1. NRW
  2. Städte
  3. Grevenbroich

Grevenbroich: Kreis stuft das Schneckenhaus als "Betrieb mit hohem Risiko" ein

Grevenbroich : Kreis stuft das Schneckenhaus als "Betrieb mit hohem Risiko" ein

Die Stadt legt dem Fachausschuss heute ein Konzept für die künftige Arbeit des Umweltzentrums vor. Das Veterinäramt hatte "erhebliche Mängel" festgestellt.
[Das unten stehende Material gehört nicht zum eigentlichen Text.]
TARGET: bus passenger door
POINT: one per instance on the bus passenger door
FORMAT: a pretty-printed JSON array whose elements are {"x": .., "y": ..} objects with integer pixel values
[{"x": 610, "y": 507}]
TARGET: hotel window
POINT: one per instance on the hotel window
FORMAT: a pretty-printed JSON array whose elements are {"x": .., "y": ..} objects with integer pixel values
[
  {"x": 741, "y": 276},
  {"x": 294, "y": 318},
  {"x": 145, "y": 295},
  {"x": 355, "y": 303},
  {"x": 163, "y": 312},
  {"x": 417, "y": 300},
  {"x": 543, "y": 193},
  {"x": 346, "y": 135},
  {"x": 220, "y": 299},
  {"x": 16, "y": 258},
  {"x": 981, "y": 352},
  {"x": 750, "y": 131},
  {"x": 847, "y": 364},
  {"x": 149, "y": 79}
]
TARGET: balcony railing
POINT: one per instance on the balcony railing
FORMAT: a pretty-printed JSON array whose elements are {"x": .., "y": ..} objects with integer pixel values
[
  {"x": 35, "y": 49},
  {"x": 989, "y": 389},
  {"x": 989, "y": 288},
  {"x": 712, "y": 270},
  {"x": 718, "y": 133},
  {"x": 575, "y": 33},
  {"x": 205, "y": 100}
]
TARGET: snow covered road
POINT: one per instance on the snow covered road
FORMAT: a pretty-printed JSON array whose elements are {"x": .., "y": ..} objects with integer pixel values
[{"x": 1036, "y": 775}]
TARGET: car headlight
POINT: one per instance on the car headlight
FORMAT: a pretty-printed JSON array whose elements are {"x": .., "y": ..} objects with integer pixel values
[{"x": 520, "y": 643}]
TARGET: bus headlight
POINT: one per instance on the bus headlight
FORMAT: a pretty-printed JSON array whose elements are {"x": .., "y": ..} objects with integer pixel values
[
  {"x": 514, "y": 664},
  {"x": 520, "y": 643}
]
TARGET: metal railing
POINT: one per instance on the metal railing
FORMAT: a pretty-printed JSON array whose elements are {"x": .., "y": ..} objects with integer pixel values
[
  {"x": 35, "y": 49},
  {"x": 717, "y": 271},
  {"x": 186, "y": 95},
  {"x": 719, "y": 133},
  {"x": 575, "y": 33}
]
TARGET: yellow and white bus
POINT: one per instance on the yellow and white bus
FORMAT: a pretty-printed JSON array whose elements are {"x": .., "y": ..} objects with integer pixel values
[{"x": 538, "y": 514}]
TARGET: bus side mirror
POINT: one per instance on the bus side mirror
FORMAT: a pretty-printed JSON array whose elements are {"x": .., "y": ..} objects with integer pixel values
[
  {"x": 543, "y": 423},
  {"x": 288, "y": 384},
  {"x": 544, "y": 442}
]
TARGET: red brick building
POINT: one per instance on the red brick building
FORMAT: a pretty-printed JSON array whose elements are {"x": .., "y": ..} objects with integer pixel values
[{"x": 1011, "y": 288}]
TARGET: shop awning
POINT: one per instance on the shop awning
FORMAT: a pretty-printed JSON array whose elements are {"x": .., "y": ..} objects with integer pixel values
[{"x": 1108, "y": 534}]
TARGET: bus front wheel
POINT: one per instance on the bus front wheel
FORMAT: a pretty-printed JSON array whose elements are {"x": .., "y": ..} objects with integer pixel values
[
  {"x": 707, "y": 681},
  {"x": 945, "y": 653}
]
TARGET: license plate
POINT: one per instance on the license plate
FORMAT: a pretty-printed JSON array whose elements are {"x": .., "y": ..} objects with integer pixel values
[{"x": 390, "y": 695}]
Die Stadt wird dem Umweltausschuss heute ein Konzept zur künftigen Arbeit des Schneckenhauses vorlegen. Damit reagiert sie auf die Kritik des Kreisveterinäramtes, das dem Umweltzentrum "erhebliche Mängel" in der Tierhaltung vorgeworfen hatte.

Auslöser war offenbar ein kranker Wildschwein-Frischling. Das Tier war der Kreisveterinärin Dr. Annette Kern bei einer Überprüfung im Mai aufgefallen. Das junge Schwein sei auf einer Decke im Untergeschoss des Schneckenhauses gehalten worden, von Mitarbeitern an Hals und Gesicht gedrückt und nachts mit nach Hause genommen worden. Das sei verboten, denn damit sei die Übertragung von Tierseuchen nicht auszuschließen, heißt es in einem Brief des Kreisgesundheitsdezernenten Karsten Mankowsky an die Stadtverwaltung. Kern habe das kranke Schwein von einem Tierarzt einschläfern lassen; dies sei von den Mitarbeitern der Umweltstation für nicht notwendig erachtet worden.

Eine weitere Kritik des Dezernenten: Im Schneckenhaus seien Kaninchen und Hasen in Katzentransportboxen gehalten worden, sie seien der Geräuschkulisse von Personal, Besuchern und anderen Tieren ausgesetzt gewesen. Zudem seien in der Vergangenheit ein Rotwildkalb, diverse Füchse, Raben und Igel in der Station aufgenommen worden – eine artgerechte Unterbringung habe aber gefehlt.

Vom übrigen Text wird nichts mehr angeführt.